Hakim, Naji
Amazing Grace Ausgabe für Orgel solo
Ausgabe für Orgel solo / Ausgabe für Sopran und Orgel
Naji Hakim ist als Organist wie als Komponist bekanntlich zu jeder Zeit für geistreiche und kreative Überraschungen gut. So hat der 1955 in Beirut geborene frankophone Musiker in der Vergangenheit bereits eine Fülle von stilistisch unkonventionell-nonkonformistischen Kompositionen in fast allen musikalischen Gattungen und Besetzungen (mit Ausnahme der Oper) vorgelegt, darunter so kontrastreich Buntes für die Orgel wie etwa Tangos, Tanz-Toccaten, Gershwinesca (Schott), Rubaiat (UMP), Ouverture Libanaise (Leduc), Aalaiki ssalaam (Schott), Cosmogonie (unveröff.), The Embrace of Fire (Combre), Hommage à Igor Stravinsky (Leduc), Quatre Études-caprices für Pedal solo (Leduc), Ich liebe die farbenreiche Welt (Schott)
Der letztgenannte Selbstkommentar des Komponisten könnte als persönliches Motto genauso gut über dem gesamten, überaus polychromen Orgelschaffen Hakims stehen. Sein farben- und gestenreicher Orgelstil, der markante Tanzrhythmik favorisiert und ebenso auf effektvolle Takt- und überraschende Tempowechsel baut, zeichnet sich für gewöhnlich durch einen extrovertierten, hoch expressiven und nicht zu vergessen: zumeist hypervirtuosen stilistischen Facettenreichtum aus, der in seiner pittoresken Detailverliebtheit zuweilen patchwork-ähnliche Züge annimmt.
Hakim wäre allerdings auch nicht Hakim, wäre er nicht ebenso für Überraschungen in die umgekehrte Richtung gut. Eines seiner aktuellen Nova für die Orgel, Amazing Grace Variations on an English Hymn (komponiert 2009), macht nämlich mit einem gänzlich anderen, fast melancholisch zu nennenden Hakim bekannt: einem Meister auch der feineren und leisen (Zwischen-)Töne. Das Stück ist beim Mainzer Musikverlag Schott erschienen, der sich dieses bemerkenswerten Komponisten verdientermaßen
und auf zugleich verdienstvolle Weise editorisch angenommen hat. Und als wolle Hakim den lyrischen Charakter, der überwiegend im pp-mp-Bereich angesiedelten und über ein verhaltenes, kurzzeitiges mf-f kaum hinaus gelangenden Partitur zusätzlich unterstreichen, hat er der Orgelfassung gleich eine zweite Version für Sopran und Orgel hinzugefügt (wobei der strophisch pausierende Sopran den Orgel-Cantus firmus hier meist verdoppelt).

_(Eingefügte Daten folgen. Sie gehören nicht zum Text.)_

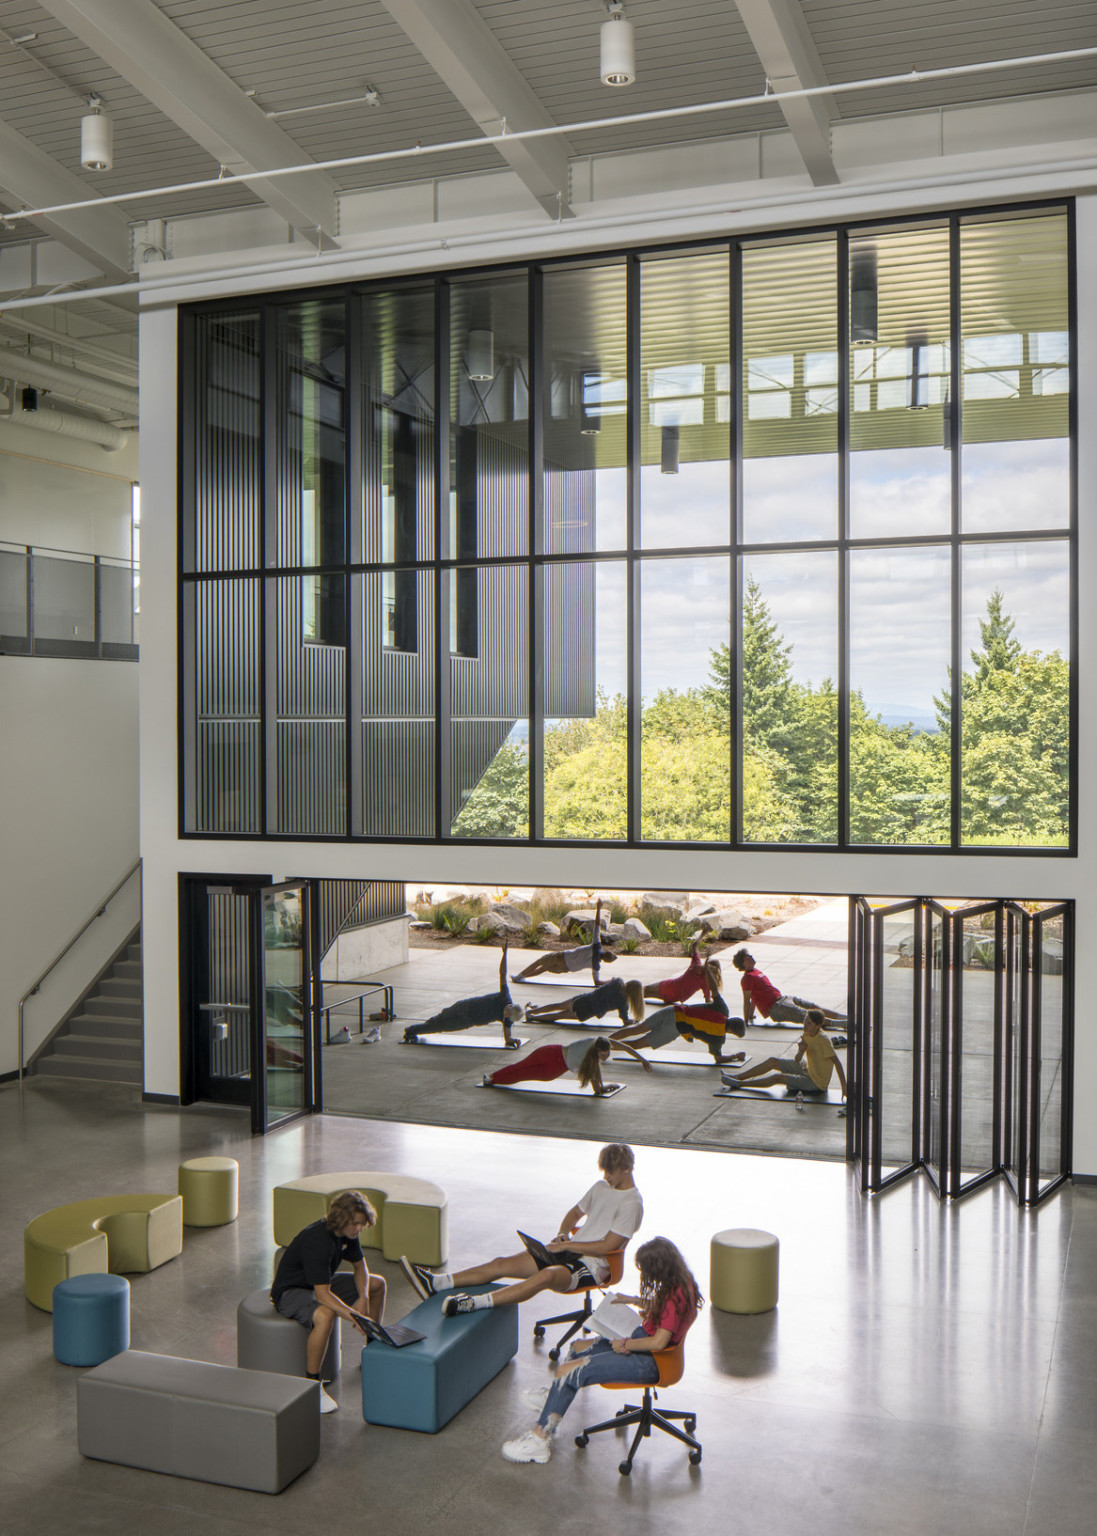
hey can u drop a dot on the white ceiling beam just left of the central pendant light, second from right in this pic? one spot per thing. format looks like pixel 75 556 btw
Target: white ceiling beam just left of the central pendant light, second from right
pixel 474 65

Die Musik Hakims lebt freilich ganz aus der melancholischen Schönheit des traditionellen englischen Songs New Britain mit seiner pentatonischen Melodik, dem ein religiöser Text des englischen Dichters John Newton (1725-1807) zugrunde liegt. Dem polyglott gesinnten Weltchristen Hakim dürfte insbesondere die spannende Bekehrungsgeschichte Newtons als ein hintergründiges Sujet dieser Variationen der Humanität gereizt haben: Dieser war als brutaler Sklavenhändler tätig gewesen, wurde aber gegen Ende seines Lebens zum Christentum bekehrt und kämpfte dann als Prediger der Armen und Entrechteten in der englischen Kirche gegen Sklavenhandel und Unterdrückung.
Der Komponist rechnet mit einer dreimanualigen Orgel französisch-symphonischen Typs (obligatorisch mit Schweller und Schwebung!). Dank der überwiegend ruhigen Tempi, einer klaren Satzfaktur und durchweg sehr guter Lesbarkeit des Notentextes lassen sich diese aparten Hakim-Variationen en miniature erfreulicherweise auch von geübteren Laien mit einem übersichtlichen Übeaufwand gut bewältigen. Die Komposition endet atmosphärisch, wie sie beginnt: beschaulich, im Pianissimo auf den Fonds doux 8 und den Voix célestes im Récit expressif.